With $n$ independent data of the explanatory variables $x$ and the response variable $y$, we can estimate $\beta$ by minimizing the negative log-likelihood function under sparsity constraint:
$$
\arg \min _{\beta \in R^p} L(\beta):=-\frac{1}{n} \sum_{i=1}^n\left\{-\alpha \left( y_i x_i^T \beta - \log \left(x_i^T \beta\right)\right) + \alpha \log \alpha + \left(\alpha - 1\right) \log y - \log \Gamma \left(\alpha\right) \right\}, \text { s.t. }\|\beta\|_0 \leq s .
$$

Here is Python code for solving sparse gamma regression problem:


In [4]:
np.random.seed(2)

n = 100
p = 10
s = 3
data = make_glm_data(n=n, p=p, k=s, family="gamma")
X = data.x
y = data.y

# Define function to calculate negative log-likelihood of Gamma regression
def gamma_loss(params):
    xbeta = jnp.clip(X @ params, -30, 30)
    return jnp.mean(y * xbeta - jnp.log(xbeta)) 


solver = ScopeSolver(p, s)
solver.solve(gamma_loss, jit=True)

print("True support set: ", np.nonzero(data.coef_)[0])
print("True parameters: ", data.coef_)
print("True loss value: ", gamma_loss(data.coef_))
print("Estimated support set: ", np.sort(solver.support_set))
print("Estimated parameters: ", solver.params)
print("Estimated loss value: ", gamma_loss(solver.params))

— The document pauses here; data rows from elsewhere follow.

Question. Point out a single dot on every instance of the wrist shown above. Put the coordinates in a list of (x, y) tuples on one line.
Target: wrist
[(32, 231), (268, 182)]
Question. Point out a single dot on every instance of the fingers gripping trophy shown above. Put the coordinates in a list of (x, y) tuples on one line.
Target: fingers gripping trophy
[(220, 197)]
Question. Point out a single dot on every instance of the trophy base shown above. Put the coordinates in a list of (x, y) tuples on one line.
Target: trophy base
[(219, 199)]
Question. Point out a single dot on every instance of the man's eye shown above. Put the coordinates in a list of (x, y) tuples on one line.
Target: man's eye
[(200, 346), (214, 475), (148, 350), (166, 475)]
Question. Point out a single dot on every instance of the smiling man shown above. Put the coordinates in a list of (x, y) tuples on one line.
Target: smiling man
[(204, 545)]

True support set:  [2 6 8]
True parameters:  [ 0.          0.         16.84626207  0.          0.          0.
  9.48390875  0.          7.42158219  0.        ]
True loss value:  nan
Estimated support set:  []
Estimated parameters:  [0. 0. 0. 0. 0. 0. 0. 0. 0. 0.]
Estimated loss value:  inf